Expected Value versus Long Run Median in Gambling Situations

Question

Almost always, we use the expected value to analyze a gambling problem. Since the expected value is effectively mechanically identical to the weighted mean, this would imply that when we use the expected value to gain insight into a gambling game, we essentially look at the average of the outcome distribution.

This may work well for symmetric outcome distributions, but when the outcome for some gambling game follows a skewed distribution, the arithmetic mean suddenly does not become a very reliable measure of the center of the outcome distribution; instead, the median does. So, why do we not look at the median of all outcomes when analyzing a gambling game and its betting strategies?

Consider a game whose expected value of profit when following a certain betting strategy is negative. However, that same strategy in the same game yields a median value of profit that is positive. Is this a game that is worth playing, just as a game whose expected value of profit is positive is worth playing?
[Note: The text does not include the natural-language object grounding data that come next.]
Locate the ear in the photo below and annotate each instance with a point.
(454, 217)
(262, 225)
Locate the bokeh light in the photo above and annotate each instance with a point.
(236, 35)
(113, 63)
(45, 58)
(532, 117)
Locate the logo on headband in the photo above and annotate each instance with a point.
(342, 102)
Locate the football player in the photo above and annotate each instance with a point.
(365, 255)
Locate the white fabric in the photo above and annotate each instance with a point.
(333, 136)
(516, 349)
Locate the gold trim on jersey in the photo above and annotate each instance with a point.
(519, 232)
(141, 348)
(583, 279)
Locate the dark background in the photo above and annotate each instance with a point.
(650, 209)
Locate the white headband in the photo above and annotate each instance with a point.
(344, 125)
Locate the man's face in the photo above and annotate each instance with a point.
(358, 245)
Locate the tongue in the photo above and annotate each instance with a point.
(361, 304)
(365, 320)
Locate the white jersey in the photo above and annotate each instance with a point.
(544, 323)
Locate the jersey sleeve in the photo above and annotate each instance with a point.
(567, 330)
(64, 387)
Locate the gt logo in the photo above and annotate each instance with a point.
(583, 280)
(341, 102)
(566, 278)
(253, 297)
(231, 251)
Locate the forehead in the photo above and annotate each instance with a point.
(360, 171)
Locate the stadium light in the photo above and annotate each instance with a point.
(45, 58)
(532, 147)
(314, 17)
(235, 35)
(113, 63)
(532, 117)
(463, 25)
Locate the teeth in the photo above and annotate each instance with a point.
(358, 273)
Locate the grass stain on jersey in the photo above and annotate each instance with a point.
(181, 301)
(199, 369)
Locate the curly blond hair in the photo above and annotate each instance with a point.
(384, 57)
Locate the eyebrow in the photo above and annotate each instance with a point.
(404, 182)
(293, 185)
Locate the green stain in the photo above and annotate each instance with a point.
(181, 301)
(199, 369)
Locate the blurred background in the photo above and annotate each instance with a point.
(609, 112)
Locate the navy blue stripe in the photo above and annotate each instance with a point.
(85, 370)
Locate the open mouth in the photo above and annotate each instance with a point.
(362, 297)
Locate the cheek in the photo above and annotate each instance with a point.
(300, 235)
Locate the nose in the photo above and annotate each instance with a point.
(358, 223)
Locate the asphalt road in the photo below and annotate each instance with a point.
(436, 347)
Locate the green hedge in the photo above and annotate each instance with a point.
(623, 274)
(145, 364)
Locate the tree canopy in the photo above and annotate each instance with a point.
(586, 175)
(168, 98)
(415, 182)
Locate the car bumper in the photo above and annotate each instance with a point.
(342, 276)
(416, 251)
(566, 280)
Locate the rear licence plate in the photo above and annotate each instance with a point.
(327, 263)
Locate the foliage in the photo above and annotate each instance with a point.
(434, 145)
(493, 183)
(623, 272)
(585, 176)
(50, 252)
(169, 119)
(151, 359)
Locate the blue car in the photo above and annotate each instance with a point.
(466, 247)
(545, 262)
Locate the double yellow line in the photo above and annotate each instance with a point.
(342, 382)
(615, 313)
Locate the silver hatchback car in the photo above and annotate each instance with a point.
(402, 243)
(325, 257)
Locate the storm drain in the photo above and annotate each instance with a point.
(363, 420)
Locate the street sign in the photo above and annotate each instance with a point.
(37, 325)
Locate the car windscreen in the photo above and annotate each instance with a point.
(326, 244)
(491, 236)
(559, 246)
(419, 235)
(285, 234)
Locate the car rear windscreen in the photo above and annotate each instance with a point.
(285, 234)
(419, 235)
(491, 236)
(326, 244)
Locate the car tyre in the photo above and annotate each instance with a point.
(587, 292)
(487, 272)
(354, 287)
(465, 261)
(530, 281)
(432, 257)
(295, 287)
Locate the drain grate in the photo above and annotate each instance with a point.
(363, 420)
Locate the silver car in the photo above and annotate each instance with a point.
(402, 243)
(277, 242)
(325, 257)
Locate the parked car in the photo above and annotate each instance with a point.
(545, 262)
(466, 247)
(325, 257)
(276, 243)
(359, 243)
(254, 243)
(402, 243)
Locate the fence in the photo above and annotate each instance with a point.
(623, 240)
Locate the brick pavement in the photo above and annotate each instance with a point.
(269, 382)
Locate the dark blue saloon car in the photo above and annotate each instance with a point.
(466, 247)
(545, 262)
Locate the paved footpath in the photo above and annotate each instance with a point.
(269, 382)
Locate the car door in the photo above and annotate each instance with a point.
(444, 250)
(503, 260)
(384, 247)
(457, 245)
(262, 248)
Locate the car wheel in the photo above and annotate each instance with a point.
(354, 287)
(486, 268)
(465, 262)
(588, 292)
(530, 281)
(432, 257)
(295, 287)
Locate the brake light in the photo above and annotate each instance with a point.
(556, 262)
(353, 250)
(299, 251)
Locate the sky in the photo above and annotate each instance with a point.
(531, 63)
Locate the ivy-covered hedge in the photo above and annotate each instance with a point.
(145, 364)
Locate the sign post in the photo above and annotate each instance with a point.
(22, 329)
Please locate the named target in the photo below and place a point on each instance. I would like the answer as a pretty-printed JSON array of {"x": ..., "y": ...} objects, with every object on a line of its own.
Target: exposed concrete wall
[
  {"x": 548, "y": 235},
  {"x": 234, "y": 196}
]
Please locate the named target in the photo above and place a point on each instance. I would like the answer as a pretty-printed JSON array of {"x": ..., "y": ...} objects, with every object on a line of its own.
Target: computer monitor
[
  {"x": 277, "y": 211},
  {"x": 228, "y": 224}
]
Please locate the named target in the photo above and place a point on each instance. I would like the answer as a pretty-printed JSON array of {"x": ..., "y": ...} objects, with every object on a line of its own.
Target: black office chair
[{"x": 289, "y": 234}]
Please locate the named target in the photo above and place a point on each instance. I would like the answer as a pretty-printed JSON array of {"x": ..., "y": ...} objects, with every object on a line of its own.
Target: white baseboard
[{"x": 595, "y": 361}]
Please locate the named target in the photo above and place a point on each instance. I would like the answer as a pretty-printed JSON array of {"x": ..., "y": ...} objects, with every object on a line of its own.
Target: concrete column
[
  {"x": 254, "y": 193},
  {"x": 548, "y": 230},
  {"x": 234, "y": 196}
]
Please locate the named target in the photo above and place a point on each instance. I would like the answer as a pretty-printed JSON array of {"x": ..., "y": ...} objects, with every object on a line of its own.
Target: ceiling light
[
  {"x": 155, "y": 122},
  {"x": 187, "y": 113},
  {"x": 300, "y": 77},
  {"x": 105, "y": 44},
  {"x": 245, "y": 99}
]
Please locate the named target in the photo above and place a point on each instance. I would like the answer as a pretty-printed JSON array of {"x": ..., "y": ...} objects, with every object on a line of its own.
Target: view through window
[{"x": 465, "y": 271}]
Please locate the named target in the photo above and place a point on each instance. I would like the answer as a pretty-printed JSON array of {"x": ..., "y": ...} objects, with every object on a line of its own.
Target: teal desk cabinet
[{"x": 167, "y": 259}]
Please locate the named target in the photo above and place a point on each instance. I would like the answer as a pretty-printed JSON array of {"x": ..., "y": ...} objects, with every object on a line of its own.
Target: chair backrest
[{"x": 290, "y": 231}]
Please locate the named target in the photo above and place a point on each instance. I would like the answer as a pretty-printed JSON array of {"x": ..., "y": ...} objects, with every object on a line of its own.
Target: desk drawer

Or, what if a game has an expected value of profit that is positive but a median value of profit that is negative?

To be clear, I'm asking for some insight into the game examples above, as well as for some possible further reading about how to interpret the median of an outcome distribution when analyzing gambling scenarios and betting strategies.

All help is appreciated.

Answer 1

In your question you state:

but when the outcome for some gambling game follows a skewed distribution, the arithmetic mean suddenly does not become a very reliable measure of the center of the outcome distribution; instead, the median does.

I agree that the median has 50% of the area under the curve to its left, and the other 50% of the area under the curve to the right. But that doesn't mean that the median is the amount you can expect to have in your bankroll at the end of an infinite amount of gambling.

The arithmetic mean (rather than the median) tells you the expected amount of money you will have in your bankroll.

Lastly, you mention the scenario where the expected value of profit is negative, but the median value of profit is positive. I've never heard of a median value of profit.

You may be confusing mean, median, and expected values of a probability distribution.

Answer 2

In the long run the expected value will be the mean of the distribution. That is the content of the law of large numbers. Your "consider a game" is like the doubling strategy in US roulette. If you consider one game to be a run until you win or cannot play any more and you can afford to double $9$ times you have about a $\frac {612}{613}$ chance of winning $1$ and a $\frac 1{613}$ chance of losing $1023$. The median is $+1$ and the expected value is $-\frac {411}{613}$. Yes, if you play once, you have a very high chance of coming out ahead. If you play lots of times you will be behind. Each bet is a losing one, how can adding a bunch of negative numbers come out positive?